XuperChain: A blockchain system that supports smart contracts parallelization

Nowadays, blockchain technology is not only used for crypto currency transactions, but also plays an important role in a wide range of fields, such as evidence preservation and commodity traceability. However, many existing blockchain systems perform poorly and fail to meet the needs of the business, because smart contracts are executed sequentially. We’ve created a new blockchain system that supports the parallel execution & verification of smart contracts.

Source code:https://github.com/xuperchain/xuperunion

1. INTRODUCTION

Satoshi Nakamoto invented bitcoin in 2009[1], the first large-scale successful application of blockchain technology. In 2014, Vitalik Buterin invented Ethereum [2]. Compared with bitcoin, Ethereum supports smart contracts, allowing developers to develop applications with solidity language based on blockchain. In 2015, the Linux foundation launched Hyperledger [3], which allows developers to develop smart contracts in popular languages like Go. In Baidu, we also used Ethereum to develop blockchain applications previously, but found that its performance could not meet the needs of our business. In essence, the reason is that the smart contracts in Ethereum are all executed serially, and verified serially, that is, for a single node, only a single core of CPU is utilized. In this paper, we propose a novel blockchain data model: XuperModel. Based on XuperModel, our blockchain system XuperChain can use multi-core computing to execute and verify smart contracts.

2. Performance problem of smart contracts

In Ethereum [2], the miners first extract an array of ordered transactions from a transaction pool, then execute the smart contracts in a series of transactions, and finally package them into a block. The verification node that receives this block also needs to execute the smart contract one by one according to the order of transactions in the block, which is the same as the order in which the miners were packaged previously, so the final state is expected to be consistent between the miner node and verification node.

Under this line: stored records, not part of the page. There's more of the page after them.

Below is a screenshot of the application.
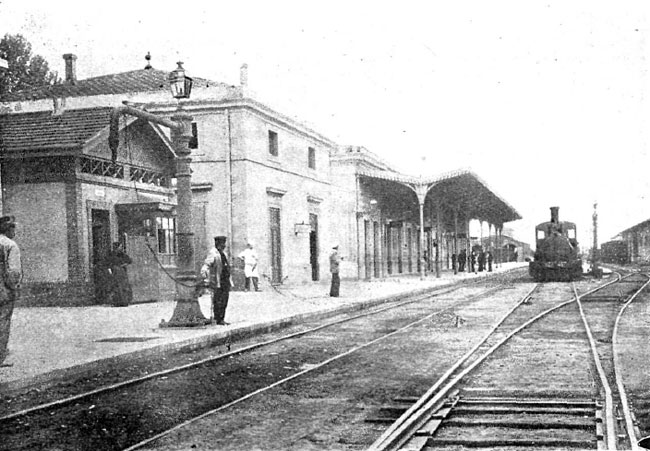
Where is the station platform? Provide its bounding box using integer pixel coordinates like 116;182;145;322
0;263;527;393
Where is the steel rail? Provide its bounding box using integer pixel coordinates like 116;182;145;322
123;287;506;451
367;275;621;451
0;287;466;424
571;283;616;450
612;274;650;451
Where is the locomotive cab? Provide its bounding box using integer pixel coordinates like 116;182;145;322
528;207;582;281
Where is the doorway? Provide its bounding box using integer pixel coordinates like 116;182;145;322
90;209;111;304
309;213;320;282
269;207;282;284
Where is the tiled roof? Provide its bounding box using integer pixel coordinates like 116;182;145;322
0;108;112;155
0;69;225;102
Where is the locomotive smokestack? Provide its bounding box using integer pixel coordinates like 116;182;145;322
551;207;560;224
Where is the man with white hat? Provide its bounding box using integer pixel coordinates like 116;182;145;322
239;240;262;291
330;244;341;298
0;216;23;366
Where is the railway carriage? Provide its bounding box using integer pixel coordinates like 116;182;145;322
528;207;582;282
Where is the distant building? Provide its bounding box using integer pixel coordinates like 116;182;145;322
618;219;650;263
0;54;519;305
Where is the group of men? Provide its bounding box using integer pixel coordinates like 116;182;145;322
201;236;262;326
0;230;342;366
451;249;494;273
201;236;343;325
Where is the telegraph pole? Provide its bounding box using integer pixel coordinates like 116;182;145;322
591;202;602;279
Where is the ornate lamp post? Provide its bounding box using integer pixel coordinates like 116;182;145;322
109;62;209;327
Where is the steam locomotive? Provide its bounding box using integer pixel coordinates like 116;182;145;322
528;207;582;282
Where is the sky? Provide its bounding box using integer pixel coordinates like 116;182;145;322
0;0;650;248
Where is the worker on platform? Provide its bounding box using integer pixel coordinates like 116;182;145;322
201;236;233;326
0;216;23;366
239;240;262;291
330;244;341;298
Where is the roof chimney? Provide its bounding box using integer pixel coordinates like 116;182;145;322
239;63;248;88
63;53;77;85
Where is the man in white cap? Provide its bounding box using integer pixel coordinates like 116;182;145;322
330;244;341;298
239;240;262;291
0;216;23;366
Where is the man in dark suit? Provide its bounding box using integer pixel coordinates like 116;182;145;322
201;236;233;326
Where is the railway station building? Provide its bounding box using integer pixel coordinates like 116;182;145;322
0;54;520;305
612;219;650;263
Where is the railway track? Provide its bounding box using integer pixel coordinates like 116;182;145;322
369;274;648;451
0;278;520;450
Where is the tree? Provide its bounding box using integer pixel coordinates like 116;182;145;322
0;33;58;96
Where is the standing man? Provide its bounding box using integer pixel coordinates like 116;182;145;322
201;236;232;326
239;241;262;291
330;244;341;298
0;216;22;366
107;241;133;307
458;249;467;272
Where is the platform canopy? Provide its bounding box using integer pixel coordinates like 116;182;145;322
356;168;521;224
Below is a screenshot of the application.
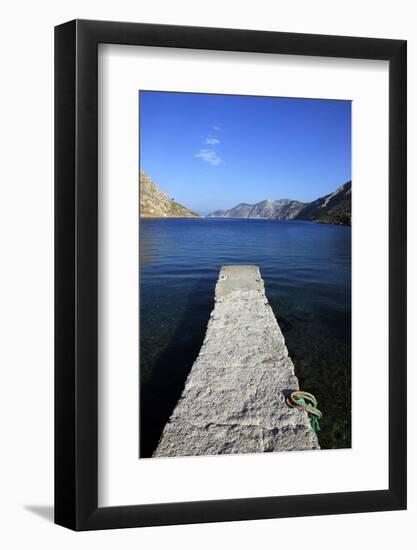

Obviously, the serial execution mode of the smart contract restricts the performance improvement of the blockchain system, because the serial execution mode cannot make full use of the computing ability of multiple cores.

Hyperledger Fabric [3] proposes an approach in which the smart contract is first executed on multiple endorsement nodes in advance to obtain the read-write set and the signature of endorsement node. Then, the order node sorts the transactions and packages them up the chain. The advantage of this approach is that some of the transaction execution can be fully parallelized, but it also has some limitations: the output of the unconfirmed transaction is not immediately visible, and the read dependence of the new transaction can only be the confirmed transaction in blockchain. This makes a delay from the initiation of the contract call to the data update taking effect.

3. XuperChain make smart contract paralleled

3.1 Architecture Overview

XuperChain is mainly composed of virtual machine layer, data bridge layer and model layer. The virtual machine layer interprets the bytecode of the contract, and we currently support solidity and webassembly. The bridge layer handles system calls made in the contract code, such as Get, Put, Iterator, and so on. The model layer handles the transaction commit, rollback, and data query.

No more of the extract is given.